I'm not the Genre Police

It’s not so much that Lightwing23 and I have a bad relationship so much as we have a great love-hate relationship that manifests itself, in practical terms, as mutual annoyance. If you have not read his overview of Christopher Paolini’s Inheritance series, I can give you an idea of how he appraises it by telling you that I gave him the final book as a Christmas gift. He gave me a copy of David Gaider’s latest opus, Dragon Age: Asunder.

Lightwing23 was also present for a number of pivotal events in my life, like my discovery of Asian cinema, kung fu and wuxia movies particularly. One of the things he enjoys is making me rage by telling stories about people who spout off things that are completely wrong about subjects that interest me, and he knows that few things interest me more than my favorite genre films.

So when he e-mailed me a link to an IGN article titled, “AsianCinema's 20 Greatest Fight Scenes,” I expected to rage. He expected me to rage on my blog for his amusement.

Of the list, I have a few things to say. I find the listing a bit odd. Lacking entirely in Japanese cinema – the author excluded the region for the “purposes of focusing more on martial arts battles,” which is about as perplexing as it gets – the list is hardly a good representative of Asian cinema as a whole. It was nice to see a couple of Korean films make the list, although I would not have chosen the two that made it. I was even happy to see Invincible Armor, which has an expertly choreographed and performed finale. That almost made up for the lack of attention to the films of Lau Kar-Leung, Ching Siu-Tung, Chang Cheh, Kenji Misumi, and a great number of others I could rattle off were I up to it.

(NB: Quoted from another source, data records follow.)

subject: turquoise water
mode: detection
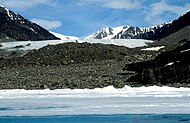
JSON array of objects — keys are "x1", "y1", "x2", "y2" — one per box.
[{"x1": 0, "y1": 114, "x2": 190, "y2": 123}]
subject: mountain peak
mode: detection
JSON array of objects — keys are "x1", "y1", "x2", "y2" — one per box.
[
  {"x1": 85, "y1": 26, "x2": 128, "y2": 39},
  {"x1": 85, "y1": 25, "x2": 154, "y2": 40},
  {"x1": 0, "y1": 5, "x2": 23, "y2": 22},
  {"x1": 0, "y1": 5, "x2": 59, "y2": 41}
]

But I’m not up to it. I cannot really even get worked up about the assumption that all of the best fight sequences in Asian cinema would be “martial arts battles,” or that fairly recent films comprise the majority of the list. I cannot even be bothered to go off on a writer proclaiming with certainty that the finale to Drunken Master 2 is “the very best depiction of Zui Quan (a.k.a. Drunken Boxing) ever caught on film.”

I can’t get myself in a tizzy over this because it really is not that bad of a list. Granted, it is not a particularly good list; I can think of a number of people who could compile better, more comprehensive lists, myself included. But I was not asked to write it, and the audience for whom this article was written would likely have no truck with many of the films I would pick. It is easy for somebody who subscribes to a historical view to want to discuss the influential aspects of the finale to Zatoichi Monogatari, or the tea-house scene in King Hu’s Come Drink with Me. For the student of martial arts, there is probably a desire to highlight the very carefully constructed depictions of Hung Gar in Lau Kar-Leung’s Martial Club. For the fan of spectacle, it would be hard to top the finale to Ong-Bak 2, or the chaos of John Woo’s Hard Boiled.

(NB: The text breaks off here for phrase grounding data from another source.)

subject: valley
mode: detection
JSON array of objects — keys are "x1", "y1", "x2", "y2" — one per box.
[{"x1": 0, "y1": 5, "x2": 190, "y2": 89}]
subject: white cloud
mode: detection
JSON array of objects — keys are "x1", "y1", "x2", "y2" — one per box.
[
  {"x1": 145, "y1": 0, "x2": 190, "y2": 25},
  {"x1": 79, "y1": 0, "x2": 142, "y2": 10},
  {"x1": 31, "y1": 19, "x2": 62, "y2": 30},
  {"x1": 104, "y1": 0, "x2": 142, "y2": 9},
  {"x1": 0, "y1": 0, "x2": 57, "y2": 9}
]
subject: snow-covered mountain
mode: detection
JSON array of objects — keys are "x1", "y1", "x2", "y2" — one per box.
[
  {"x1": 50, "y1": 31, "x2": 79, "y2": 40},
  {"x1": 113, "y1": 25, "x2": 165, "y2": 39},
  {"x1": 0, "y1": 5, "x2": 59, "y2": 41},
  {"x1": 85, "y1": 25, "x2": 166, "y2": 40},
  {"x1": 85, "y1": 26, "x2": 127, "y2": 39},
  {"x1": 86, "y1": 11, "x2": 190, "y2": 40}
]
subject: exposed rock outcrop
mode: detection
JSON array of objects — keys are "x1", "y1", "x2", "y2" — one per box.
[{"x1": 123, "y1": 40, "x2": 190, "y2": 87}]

But for the average reader of IGN, whose interest in Hong Kong cinema likely extends no further than what is readily available on DVD, and whose knowledge of Asian cinema likely does not extend beyond martial arts movies, this is probably a series of excellent recommendations. Not everyone is likely to become a collector, let alone a historian, critic, or aficionado.

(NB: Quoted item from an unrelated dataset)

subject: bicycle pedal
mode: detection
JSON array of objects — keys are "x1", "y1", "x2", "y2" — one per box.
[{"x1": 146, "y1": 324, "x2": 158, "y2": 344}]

I’m not the genre police. None of us are, really. And while there is a presumptuous edge to this list that I do not appreciate, I can actually get behind the author’s enthusiasm for lesser seen films, like the Indonesian film Merantau. You still cannot spell ignorance without IGN, but for even mentioning a few underappreciated films, I have to give the writer props.

Oh, and, for the record, I actually got all of my rage out the way in the e-mail I sent to Lightwing23 yesterday.

1 comment:

  1. For the record, Pigsy wrapped the Inheritance book in toilet paper and duct tape, which, like the turd inside, seems an oddly fitting visual representation of our love-hate relationship.